Pagan Britain by Ronald Hutton

Another book recommended by Tom Holland via twitter. In fact he’s been tweeting bits from it, little nuggets that have got me very interested indeed. I have studied pre-Roman Britain before, inclduing as part of my degree, but usually in the context of Roman Britain, and even then, not too deeply. Still, it’s a period of British history that really fascinates me and about which I’d like a more rounded understanding.

God’s Philosophers: How the Medieval World Laid the Foundations of Modern Science by James Hannam

This is another /r/AskHistorians recommendation. It’s often asserted that Christianity set back scientific advancement, and while in some respects that has been true, the assumption that this was a blanket approach, even policy, is absurd, especially when it was the church itself, the monks in the monasteries, which deliberately preserved ancient manuscripts by Greek and Roman natural philosophers. This history of scientific and technological development is one that interests me, both from the historical perspective and from the perspective that I’m a writer, and learning about the past helps me shape the world of my fiction. I’m hoping this book will help me learn more about the development of science in the medieval period, both because it’s interesting and because I can use it.

So that’s my list so far.

It’s only 14 books, not the 26 I’m aiming for, but it is a solid start. If anyone happens to feel like recommending anything else I’m open to suggestions. I won’t be including authors I have read a lot of before in this list – so that rules out Terry Pratchett, David Gemmell, Diana Wynne Jones, Robin Hobb, Mark Lawrence, Patrick O’Brian, Bernard Cornwell and Ellis Peters. For fiction, I think stuff outside fantasy would be best, since I want to widen my reading, not just read more within my genre.

For non-fiction my initial thoughts tend towards the history of astronomy and astrology, because humans have been looking at the stars for millennia, trying to make sense of it and trying to see if it could give them insights into their own lives. I’m also interested in reading about mythology, and this ties back in with astrology, because I’ve always had an interest in what people believed about the world – and the universe – around them, trying to conjure up explanations for the things they’ve seen and heard but not understood.

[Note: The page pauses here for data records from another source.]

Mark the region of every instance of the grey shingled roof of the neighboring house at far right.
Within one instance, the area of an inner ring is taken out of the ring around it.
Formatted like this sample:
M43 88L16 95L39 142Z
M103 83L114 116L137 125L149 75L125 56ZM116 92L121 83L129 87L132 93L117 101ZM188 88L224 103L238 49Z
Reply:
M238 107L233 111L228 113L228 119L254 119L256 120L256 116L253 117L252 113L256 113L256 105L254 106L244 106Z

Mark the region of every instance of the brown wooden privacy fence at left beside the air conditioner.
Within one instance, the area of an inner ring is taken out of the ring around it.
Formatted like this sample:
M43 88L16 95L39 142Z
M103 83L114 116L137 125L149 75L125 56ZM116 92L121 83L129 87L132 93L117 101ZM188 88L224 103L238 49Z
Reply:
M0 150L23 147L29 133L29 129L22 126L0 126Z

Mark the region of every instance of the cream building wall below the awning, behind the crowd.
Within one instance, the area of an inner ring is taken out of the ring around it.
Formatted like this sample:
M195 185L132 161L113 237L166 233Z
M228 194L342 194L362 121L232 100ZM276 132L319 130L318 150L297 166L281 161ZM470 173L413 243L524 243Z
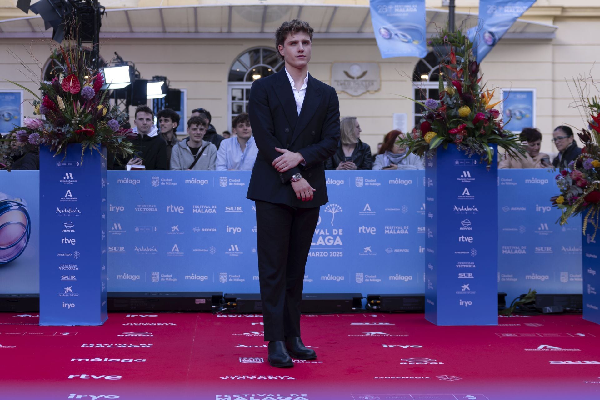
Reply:
M544 134L542 151L553 153L550 142L553 128L569 124L584 127L577 109L569 107L573 99L565 79L589 74L600 52L598 19L557 18L559 26L554 40L502 40L485 58L481 69L488 88L535 88L537 91L537 127ZM133 40L113 39L101 47L101 55L110 59L118 52L133 61L142 77L167 76L173 88L187 89L188 113L195 107L205 107L212 113L217 131L227 129L227 76L235 58L256 46L274 47L271 40ZM25 71L7 50L16 53L40 77L40 65L31 59L28 50L43 64L50 53L44 41L0 41L0 78L16 80L37 92L36 83L28 80ZM340 93L342 116L354 115L362 127L361 139L371 148L392 129L392 113L407 113L412 128L413 104L399 95L412 96L410 80L416 58L382 59L373 40L315 40L310 73L329 83L333 62L378 62L381 89L375 93L352 97ZM598 77L600 65L592 70ZM0 82L0 89L14 89ZM498 92L497 92L498 93ZM32 96L25 94L26 100ZM133 111L133 107L132 110ZM31 115L30 106L25 114ZM180 131L181 133L181 131Z

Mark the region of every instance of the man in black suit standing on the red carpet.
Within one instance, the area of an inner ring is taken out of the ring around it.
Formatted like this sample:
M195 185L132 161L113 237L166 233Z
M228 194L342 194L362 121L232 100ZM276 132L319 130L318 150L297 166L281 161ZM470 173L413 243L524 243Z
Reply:
M259 154L248 187L256 201L260 296L272 366L315 359L300 338L300 302L319 207L327 203L324 161L337 149L335 89L308 74L313 28L284 22L276 47L285 68L256 80L248 113Z

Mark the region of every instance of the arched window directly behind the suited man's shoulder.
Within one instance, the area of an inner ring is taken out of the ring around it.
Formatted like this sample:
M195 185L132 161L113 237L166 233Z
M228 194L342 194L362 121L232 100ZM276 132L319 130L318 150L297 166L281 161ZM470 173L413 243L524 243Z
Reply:
M227 85L227 125L231 130L231 121L235 116L248 112L248 98L252 82L272 75L283 68L284 62L277 57L275 49L255 47L247 50L233 61L229 70Z

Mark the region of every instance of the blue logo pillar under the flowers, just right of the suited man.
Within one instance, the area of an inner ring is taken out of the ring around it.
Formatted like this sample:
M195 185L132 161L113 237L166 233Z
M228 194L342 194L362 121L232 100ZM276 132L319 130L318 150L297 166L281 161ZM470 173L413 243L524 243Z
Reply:
M488 168L455 145L425 168L425 318L497 325L497 152Z

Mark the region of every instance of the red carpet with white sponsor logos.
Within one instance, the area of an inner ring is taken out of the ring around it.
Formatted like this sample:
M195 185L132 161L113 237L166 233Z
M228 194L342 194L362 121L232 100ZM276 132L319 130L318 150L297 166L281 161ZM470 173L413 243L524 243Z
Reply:
M20 315L20 316L19 316ZM319 358L266 362L260 315L0 314L0 399L600 399L600 326L580 315L437 327L422 314L303 315Z

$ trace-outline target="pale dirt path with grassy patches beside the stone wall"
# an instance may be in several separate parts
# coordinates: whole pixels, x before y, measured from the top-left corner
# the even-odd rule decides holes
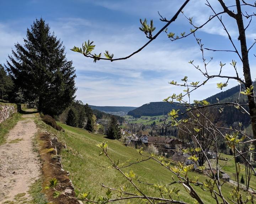
[[[34,117],[34,114],[22,115],[22,119],[9,132],[6,143],[0,146],[1,204],[7,200],[13,203],[30,200],[27,191],[40,175],[41,165],[32,143],[37,132]]]

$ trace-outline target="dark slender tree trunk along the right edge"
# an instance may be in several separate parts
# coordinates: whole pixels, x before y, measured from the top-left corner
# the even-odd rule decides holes
[[[242,11],[240,6],[240,0],[236,0],[236,8],[237,8],[237,15],[236,15],[236,23],[238,25],[239,30],[239,40],[241,46],[241,54],[242,54],[242,64],[243,64],[243,72],[245,78],[245,86],[250,87],[252,85],[251,79],[251,70],[249,65],[249,58],[248,58],[248,50],[246,45],[246,36],[245,36],[245,29],[244,29],[244,22],[242,18]],[[252,132],[254,135],[254,139],[256,139],[256,103],[255,98],[252,96],[248,96],[248,103],[249,103],[249,112],[251,118],[251,125],[252,125]],[[254,145],[256,146],[256,142],[254,141]]]

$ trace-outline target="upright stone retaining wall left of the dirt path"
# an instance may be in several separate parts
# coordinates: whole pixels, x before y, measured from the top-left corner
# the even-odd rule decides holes
[[[0,123],[11,117],[12,114],[21,112],[26,108],[26,104],[1,103],[0,102]]]

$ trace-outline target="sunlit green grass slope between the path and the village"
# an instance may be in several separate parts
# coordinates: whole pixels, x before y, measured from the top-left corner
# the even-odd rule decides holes
[[[128,159],[136,161],[140,158],[136,149],[125,147],[121,142],[116,140],[108,140],[102,135],[91,134],[85,130],[73,128],[62,123],[58,123],[65,132],[57,131],[48,125],[43,125],[48,131],[53,132],[60,140],[66,142],[67,149],[62,151],[63,168],[70,171],[70,179],[73,181],[76,193],[91,192],[96,197],[104,195],[105,188],[100,185],[104,183],[106,186],[118,188],[129,182],[117,171],[110,167],[111,163],[104,155],[99,155],[100,149],[95,145],[103,140],[108,141],[108,153],[113,160],[121,160],[125,162]],[[172,174],[154,161],[146,161],[140,164],[135,164],[130,168],[123,169],[124,172],[129,172],[132,169],[134,173],[140,176],[142,181],[149,183],[168,184],[172,182]],[[194,172],[190,172],[190,177],[201,176],[199,180],[203,181],[206,177]],[[176,179],[176,178],[175,178]],[[136,182],[136,181],[135,181]],[[136,182],[137,183],[137,182]],[[160,196],[156,189],[152,186],[146,186],[137,183],[139,188],[146,194]],[[188,203],[193,203],[188,193],[181,185],[177,185],[180,189],[180,197]],[[198,187],[194,187],[200,193],[201,198],[206,203],[214,203],[208,192],[203,192]],[[225,184],[222,186],[223,194],[227,198],[231,191],[231,186]],[[129,185],[127,191],[134,192],[134,188]],[[177,198],[174,198],[177,199]],[[122,202],[118,202],[122,203]],[[123,202],[127,203],[127,202]],[[132,200],[131,203],[137,203]]]

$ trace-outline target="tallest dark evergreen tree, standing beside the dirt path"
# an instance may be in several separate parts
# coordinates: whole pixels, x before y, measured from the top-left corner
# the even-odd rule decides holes
[[[40,18],[27,29],[24,46],[15,44],[17,51],[5,65],[27,101],[38,100],[38,111],[58,115],[74,100],[75,69],[67,61],[62,42],[50,33],[50,27]]]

I’ll keep my eye out for books I can add to my list over the next few days, and hopefully have a complete list for the start of 2015, but if there are still spots unfilled I don’t see it as a disaster; there’s bound to be something that catches my eye before the year is up.

In the meantime, I plan on blogging about each book on the list as I finish it. 2015 is not just a time for more reading, it’s a time for being more active in general, including on this blog.